In Table 7, we compare the cost of implementation with other existing schemes. Here, we see that the proposed compressor occupies the least core area and hardware cost (i.e., gate count). It does not require any memory buffer for temporary storage of image frame or blocks. The power consumption of the compressor is also the lowest (less than 1mW) comparing with all other works. The latency for [11, 28] were not reported. However, these schemes use 2-D 8×8 DCT coding that is similar to the DCT implementations presented in [31, 32]. As a result, the latency for [11, 28] is estimated to be in the range from 92 to 144 (from [31, 32] resp.). Compared to all these existing designs, the proposed scheme has a latency of 1 cc which is the lowest. Thus, the scheme meets all the design criterion set in Section 2 and presents itself as a strong candidate for energy-efficient implantable lossless image compressor for wireless endoscopic applications.
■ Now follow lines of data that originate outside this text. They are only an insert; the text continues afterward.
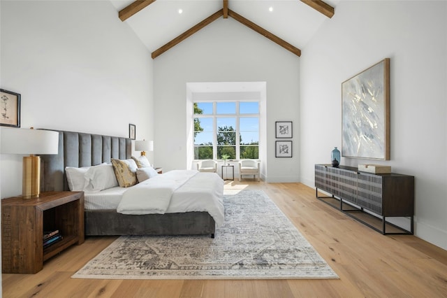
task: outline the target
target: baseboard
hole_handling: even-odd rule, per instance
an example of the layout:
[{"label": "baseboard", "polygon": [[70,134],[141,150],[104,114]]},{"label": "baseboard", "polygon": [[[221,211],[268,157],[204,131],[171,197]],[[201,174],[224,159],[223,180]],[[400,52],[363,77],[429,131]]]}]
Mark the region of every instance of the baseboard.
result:
[{"label": "baseboard", "polygon": [[425,222],[418,222],[417,218],[415,218],[414,235],[447,250],[447,231],[443,231]]}]

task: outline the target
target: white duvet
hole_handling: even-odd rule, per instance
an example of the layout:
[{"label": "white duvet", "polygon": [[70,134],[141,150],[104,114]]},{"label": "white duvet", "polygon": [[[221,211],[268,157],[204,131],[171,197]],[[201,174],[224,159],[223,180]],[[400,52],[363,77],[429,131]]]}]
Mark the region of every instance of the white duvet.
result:
[{"label": "white duvet", "polygon": [[224,181],[215,173],[175,170],[126,190],[117,208],[123,214],[208,212],[224,222]]}]

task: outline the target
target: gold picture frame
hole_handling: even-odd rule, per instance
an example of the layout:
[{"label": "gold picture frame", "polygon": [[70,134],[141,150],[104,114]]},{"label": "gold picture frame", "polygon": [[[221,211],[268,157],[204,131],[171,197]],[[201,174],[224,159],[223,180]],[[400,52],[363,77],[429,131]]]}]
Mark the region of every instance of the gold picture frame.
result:
[{"label": "gold picture frame", "polygon": [[342,83],[342,156],[390,159],[390,58]]},{"label": "gold picture frame", "polygon": [[0,89],[0,125],[20,127],[20,94]]}]

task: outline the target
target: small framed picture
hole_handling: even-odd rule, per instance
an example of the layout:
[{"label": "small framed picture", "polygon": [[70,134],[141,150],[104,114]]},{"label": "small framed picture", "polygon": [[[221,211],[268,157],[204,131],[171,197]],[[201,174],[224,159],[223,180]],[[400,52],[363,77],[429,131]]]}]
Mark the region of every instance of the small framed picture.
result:
[{"label": "small framed picture", "polygon": [[291,121],[277,121],[275,125],[277,139],[290,139],[292,137]]},{"label": "small framed picture", "polygon": [[277,141],[275,152],[275,157],[291,157],[292,141]]},{"label": "small framed picture", "polygon": [[136,135],[135,130],[136,130],[136,128],[135,127],[135,125],[132,125],[132,124],[129,125],[129,139],[135,140],[135,136]]},{"label": "small framed picture", "polygon": [[0,125],[20,127],[20,94],[0,89]]}]

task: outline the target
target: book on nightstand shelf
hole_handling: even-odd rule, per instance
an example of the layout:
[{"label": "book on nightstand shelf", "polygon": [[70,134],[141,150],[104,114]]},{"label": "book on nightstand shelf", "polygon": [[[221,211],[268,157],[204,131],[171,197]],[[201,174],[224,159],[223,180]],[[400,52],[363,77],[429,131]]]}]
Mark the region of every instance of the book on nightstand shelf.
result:
[{"label": "book on nightstand shelf", "polygon": [[43,232],[43,240],[47,239],[48,238],[59,234],[59,229],[55,229],[54,231],[44,231]]},{"label": "book on nightstand shelf", "polygon": [[43,248],[46,248],[60,240],[62,240],[62,235],[59,232],[59,229],[45,232],[43,233]]}]

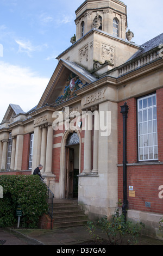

We have also implemented the image compressor with mode-4 prediction which gives the best compression ratio. However, one row of image pixels for the 3 color components needs to be buffered for mode-4 prediction. Table 8 shows the chip specification with mode-4 prediction. By comparing Table 6 and 8, we see that the hardware cost is much higher in mode-4 prediction. It should also be noted that by using memory compiler synthesis tool, the hardware cost can be reduced.

7. Conclusion

In this paper, a lossless image compression algorithm for endoscopic images has been presented. The algorithm consists of a static prediction scheme and encoding the error both in golomb-rice and in unary code. The algorithm is suitable to work with any commercial low-power image sensors that outputs image pixels in a raster scan fashion, eliminating the need of buffer memory. The proposed lossless compression algorithm is implemented in a 0.18 μm CMOS technology and consumes 0.16mm×0.16mm silicon area, and 18 𝜇W of power when working at 2 frames per second.

Acknowledgments

The authors would like to acknowledge the Natural Science and Engineering Research Council of Canada (NSERC) for its support to this research work. The authors are also indebted to the Canadian Microelectronics Corporation (CMC) for providing the hardware and software infrastructure used in the development of this design.